I’m currently building an AI tutoring app, and I asked it to teach me about the Carnot Cycle - something which I’m vaguely familiar with, but never felt like I truly understood. I came away very impressed by its explanatory abilities. But when I later tried to get it to do Olympiad math problems – something that I have extensive past experience with, and is explicitly trained for by OpenAI + Anthropic – I could see that it was spouting absolute nonsense, despite various claims that frontier models are capable of handling math olympiad problems.

I think what is most surprising to me about AI is how frequently I go from having a seemingly good, trust-building interaction with the AI, to having another incoherent trust-destroying interaction in a different domain. Maybe what’s happening is that LLMs talk so smoothly that they trigger some underlying ‘deference to authority’ instinct in humans - the textual equivalent of charisma. Whatever it is, it’s hard to ignore the effect even when you know it’s happening.

Conclusion

While building the backend of my product, I was pretty impressed with how quickly Cursor helped me put together a working backend. I could see where the AI was strongest and weakest, and after some false starts where I tried vibecoding and auto-accepting a bit too much code at once, I found a nice rhythm where I could smash out features as fast as I could think through how they should be built.

In comparison, while building the frontend of my product, ~75% of my time has been spent reading documentation on Typescript, Svelte, OAuth2, browser APIs, etc., so that I can build up my frontend expertise to the point where I 1. understand the code being generated 2. understand the “right” architecture and 3. know the right shibboleths to prompt the AI. The actual AI-assisted coding + testing only takes 25% of my time.

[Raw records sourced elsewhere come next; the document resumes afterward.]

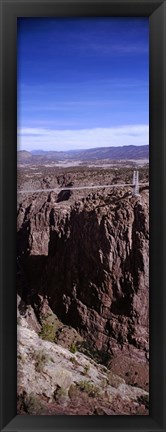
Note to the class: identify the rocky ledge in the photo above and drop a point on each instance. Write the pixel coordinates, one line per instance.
(53, 381)
(89, 259)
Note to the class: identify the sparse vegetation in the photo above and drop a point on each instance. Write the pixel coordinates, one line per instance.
(90, 388)
(73, 348)
(41, 358)
(33, 404)
(86, 369)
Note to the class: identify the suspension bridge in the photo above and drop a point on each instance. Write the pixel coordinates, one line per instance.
(135, 186)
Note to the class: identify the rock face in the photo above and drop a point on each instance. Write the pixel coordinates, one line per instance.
(90, 259)
(51, 380)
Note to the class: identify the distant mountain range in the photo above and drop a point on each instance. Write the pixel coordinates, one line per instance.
(112, 153)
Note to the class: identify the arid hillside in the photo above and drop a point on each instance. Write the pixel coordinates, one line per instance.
(83, 257)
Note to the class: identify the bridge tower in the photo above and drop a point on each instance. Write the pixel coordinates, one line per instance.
(136, 183)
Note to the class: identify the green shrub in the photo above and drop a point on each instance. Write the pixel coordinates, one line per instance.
(41, 359)
(73, 348)
(90, 388)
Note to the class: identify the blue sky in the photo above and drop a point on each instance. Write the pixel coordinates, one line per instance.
(82, 82)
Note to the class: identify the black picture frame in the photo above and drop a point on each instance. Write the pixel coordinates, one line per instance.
(9, 11)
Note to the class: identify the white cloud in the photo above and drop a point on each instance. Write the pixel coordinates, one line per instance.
(48, 139)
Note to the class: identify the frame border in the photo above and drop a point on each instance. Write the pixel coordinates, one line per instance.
(9, 11)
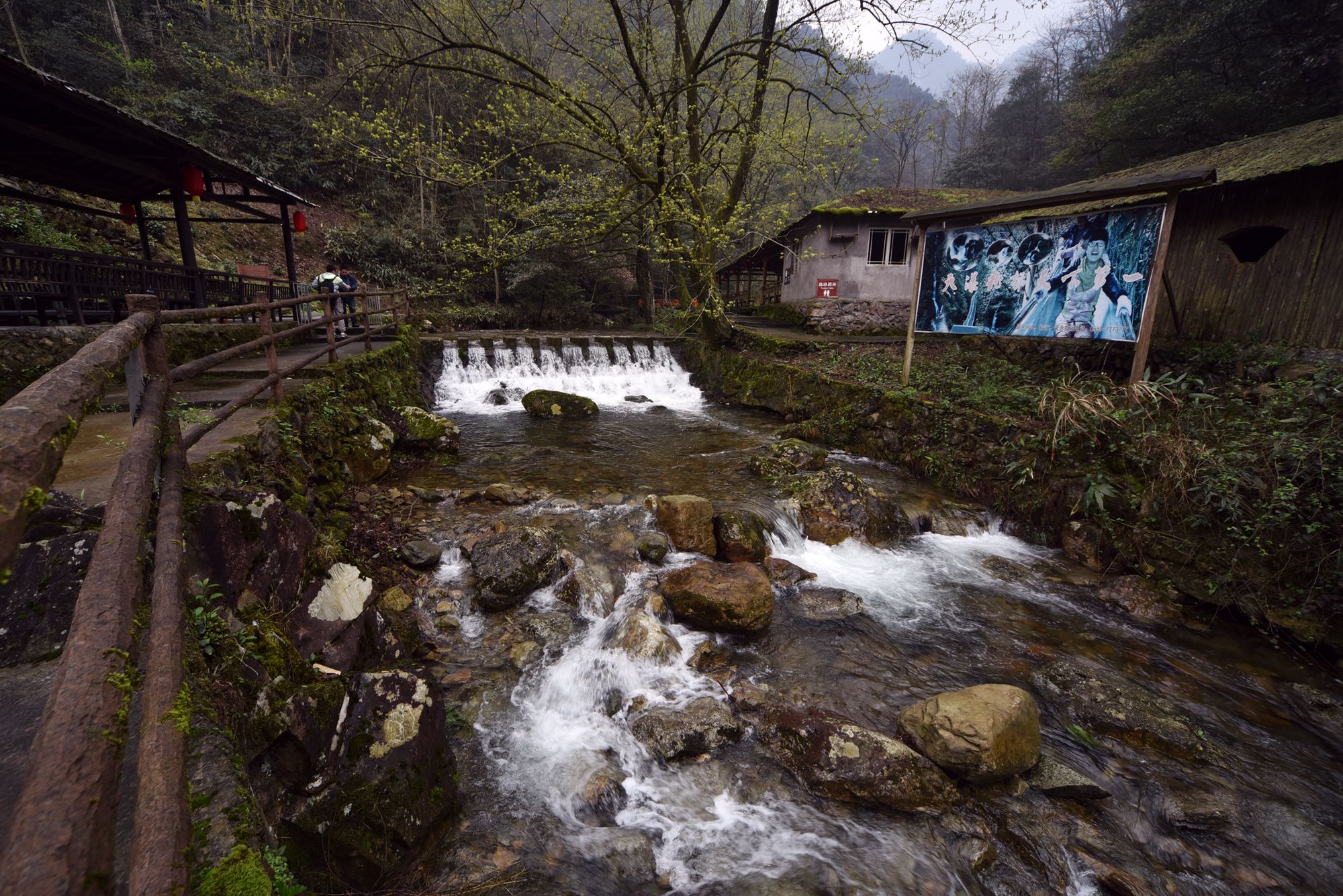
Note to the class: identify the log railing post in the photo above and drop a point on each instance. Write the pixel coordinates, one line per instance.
(369, 323)
(268, 329)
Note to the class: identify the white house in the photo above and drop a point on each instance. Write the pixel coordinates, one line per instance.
(847, 266)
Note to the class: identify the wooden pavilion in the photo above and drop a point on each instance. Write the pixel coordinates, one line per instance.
(66, 138)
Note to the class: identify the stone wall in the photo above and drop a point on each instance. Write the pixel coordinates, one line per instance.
(855, 315)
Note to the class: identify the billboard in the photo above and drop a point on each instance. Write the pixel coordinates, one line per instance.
(1079, 277)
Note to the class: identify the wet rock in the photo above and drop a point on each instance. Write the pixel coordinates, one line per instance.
(367, 452)
(770, 468)
(394, 600)
(602, 796)
(1201, 809)
(428, 431)
(836, 505)
(1138, 599)
(735, 597)
(688, 521)
(61, 515)
(781, 572)
(1105, 702)
(428, 495)
(827, 604)
(643, 636)
(981, 734)
(503, 396)
(547, 403)
(625, 856)
(593, 588)
(802, 455)
(421, 554)
(252, 542)
(1063, 783)
(512, 564)
(1317, 711)
(510, 494)
(741, 537)
(394, 784)
(844, 761)
(702, 726)
(38, 601)
(653, 546)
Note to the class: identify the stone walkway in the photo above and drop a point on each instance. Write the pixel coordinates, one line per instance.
(91, 463)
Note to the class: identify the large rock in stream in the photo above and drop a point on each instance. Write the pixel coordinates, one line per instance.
(1105, 702)
(981, 734)
(702, 726)
(721, 597)
(547, 403)
(845, 761)
(688, 521)
(836, 505)
(512, 564)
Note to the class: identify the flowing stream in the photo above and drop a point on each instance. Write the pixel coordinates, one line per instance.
(960, 603)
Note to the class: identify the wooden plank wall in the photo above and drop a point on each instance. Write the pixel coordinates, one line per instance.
(1294, 294)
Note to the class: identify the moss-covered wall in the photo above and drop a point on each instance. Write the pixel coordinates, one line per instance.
(26, 353)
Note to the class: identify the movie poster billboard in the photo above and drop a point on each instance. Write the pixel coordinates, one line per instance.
(1079, 277)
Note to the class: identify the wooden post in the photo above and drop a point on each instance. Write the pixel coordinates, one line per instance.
(331, 328)
(917, 238)
(1154, 285)
(268, 329)
(189, 246)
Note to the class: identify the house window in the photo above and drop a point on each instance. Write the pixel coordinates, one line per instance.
(887, 246)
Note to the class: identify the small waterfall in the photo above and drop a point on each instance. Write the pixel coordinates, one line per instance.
(495, 380)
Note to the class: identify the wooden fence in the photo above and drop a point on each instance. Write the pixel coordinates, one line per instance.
(41, 285)
(64, 832)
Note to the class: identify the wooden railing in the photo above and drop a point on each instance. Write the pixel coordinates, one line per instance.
(64, 831)
(41, 285)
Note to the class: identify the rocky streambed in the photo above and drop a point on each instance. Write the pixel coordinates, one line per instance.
(684, 656)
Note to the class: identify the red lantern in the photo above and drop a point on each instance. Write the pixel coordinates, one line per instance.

A prerequisite to becoming an expert is to develop enough taste to recognize quality work. Today, LLMs can generate quality work - when prompted appropriately. I think artisanal code will eventually become a curiosity, much like luxury mechanical watches or bespoke tailoring. We’re entering an era where we’ll see large quantities of industrially produced code, designed by a smaller number of experts with the taste and skill to spec out products - even if they’ve only mechanically written code a few times in their lives, just to get a feel for it. Despite believing that this current AI bubble won’t make it to AGI, I also believe that there will be plenty of change to cope with.